Sadpara, along with Iceland’s John Snorri and Chile’s Juan Pablo Mohr, had tried to scale K2 peak in winter from a different route when they went missing on February 5.
Alpine Club of Pakistan (ACP) Secretary Karrar Haideri in a statement confirmed that the bodies of the three climbers were located and arrangements were being made to bring them down.
He said it was ”very difficult” to remove the bodies due to the high altitude but the Army Aviation was helping to bring them down.
Haideri said Snorri’s body would be shifted to Iceland at the request of his wife, Lina. Mohr’s sister and mother had also decided previously that his body would be brought back to Chile.
Earlier, Gilgit-Baltistan Information Minister Fatahullah Khan told Geo News, that the bodies were found by an expedition led by Sadpara’s son Sajid Sadpara, who was accompanied by Canadian filmmaker Elia Saikaly and Pasang Kaji Sherpa.
Separately, the minister told the Dawn online that all the bodies were spotted 400 metres away from the bottleneck spot at K2.
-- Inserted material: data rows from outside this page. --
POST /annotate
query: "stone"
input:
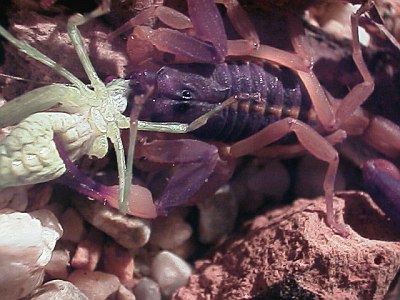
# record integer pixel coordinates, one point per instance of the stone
(58, 290)
(118, 261)
(129, 232)
(170, 232)
(73, 226)
(89, 250)
(290, 251)
(147, 289)
(27, 241)
(58, 264)
(170, 272)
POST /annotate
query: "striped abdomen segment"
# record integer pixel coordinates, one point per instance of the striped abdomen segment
(272, 95)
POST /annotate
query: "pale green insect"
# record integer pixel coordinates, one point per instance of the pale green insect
(84, 117)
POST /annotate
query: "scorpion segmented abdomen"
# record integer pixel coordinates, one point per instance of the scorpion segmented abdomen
(28, 155)
(273, 94)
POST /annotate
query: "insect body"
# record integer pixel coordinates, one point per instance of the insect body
(270, 106)
(57, 124)
(265, 95)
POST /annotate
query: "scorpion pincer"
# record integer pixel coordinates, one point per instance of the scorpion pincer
(272, 106)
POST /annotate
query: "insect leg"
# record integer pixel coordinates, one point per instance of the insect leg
(363, 90)
(312, 142)
(39, 56)
(76, 38)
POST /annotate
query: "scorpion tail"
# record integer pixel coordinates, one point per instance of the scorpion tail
(381, 180)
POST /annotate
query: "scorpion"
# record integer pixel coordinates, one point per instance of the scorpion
(55, 125)
(271, 103)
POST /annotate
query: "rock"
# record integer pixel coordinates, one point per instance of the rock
(26, 245)
(147, 289)
(170, 232)
(170, 272)
(217, 215)
(15, 198)
(129, 232)
(95, 285)
(72, 224)
(48, 34)
(291, 251)
(124, 294)
(58, 264)
(58, 290)
(88, 251)
(118, 261)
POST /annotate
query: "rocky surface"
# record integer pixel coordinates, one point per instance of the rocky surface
(290, 252)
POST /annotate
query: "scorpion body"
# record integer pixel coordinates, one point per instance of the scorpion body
(185, 92)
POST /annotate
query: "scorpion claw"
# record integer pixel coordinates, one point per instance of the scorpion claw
(140, 202)
(382, 180)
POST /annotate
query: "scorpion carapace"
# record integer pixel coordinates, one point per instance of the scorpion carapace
(187, 91)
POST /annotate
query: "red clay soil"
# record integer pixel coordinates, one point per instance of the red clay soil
(290, 252)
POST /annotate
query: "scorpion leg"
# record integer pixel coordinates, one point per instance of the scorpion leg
(330, 117)
(196, 162)
(312, 142)
(382, 182)
(209, 43)
(76, 179)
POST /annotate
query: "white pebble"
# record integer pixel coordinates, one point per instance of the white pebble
(147, 289)
(170, 272)
(26, 245)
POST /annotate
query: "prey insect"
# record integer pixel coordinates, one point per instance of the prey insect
(272, 103)
(57, 124)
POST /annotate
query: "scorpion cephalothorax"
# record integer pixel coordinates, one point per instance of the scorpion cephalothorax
(272, 103)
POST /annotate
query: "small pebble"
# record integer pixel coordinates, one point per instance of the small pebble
(170, 272)
(217, 215)
(118, 261)
(15, 198)
(147, 289)
(95, 285)
(125, 294)
(26, 245)
(88, 251)
(129, 232)
(58, 290)
(58, 264)
(72, 223)
(170, 232)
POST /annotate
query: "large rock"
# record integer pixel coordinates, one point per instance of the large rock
(291, 252)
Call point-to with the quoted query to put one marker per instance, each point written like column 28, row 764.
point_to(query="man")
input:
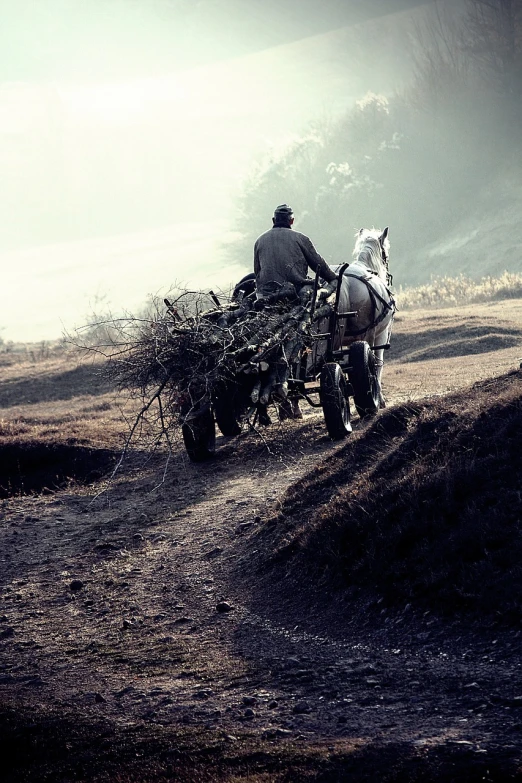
column 282, row 257
column 281, row 261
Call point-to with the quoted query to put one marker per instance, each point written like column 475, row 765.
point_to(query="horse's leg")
column 382, row 339
column 379, row 363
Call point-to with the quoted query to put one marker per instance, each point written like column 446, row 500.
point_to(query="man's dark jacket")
column 282, row 255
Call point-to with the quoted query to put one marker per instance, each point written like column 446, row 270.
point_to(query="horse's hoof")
column 265, row 420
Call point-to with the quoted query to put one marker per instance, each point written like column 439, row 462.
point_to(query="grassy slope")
column 425, row 506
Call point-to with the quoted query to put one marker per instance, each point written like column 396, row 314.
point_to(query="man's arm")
column 317, row 262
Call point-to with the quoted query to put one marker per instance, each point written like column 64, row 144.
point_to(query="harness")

The three climbers went missing while attempting to climb K2, which is the world’s second-highest peak with 8,611 metres height but considered as the most difficult to climb.
After several days of search involving climbers and army aviation helicopters, the search was abandoned on February 18 when the three were declared as dead.
Sadpara was the only Pakistani mountaineer to have summited eight of the 14 highest peaks in the world above 8,000 metres.
Last winter, mountaineers Atanas Skatov and Sergi Mingote Moreno lost their lives while attempting to scale K2 during winter.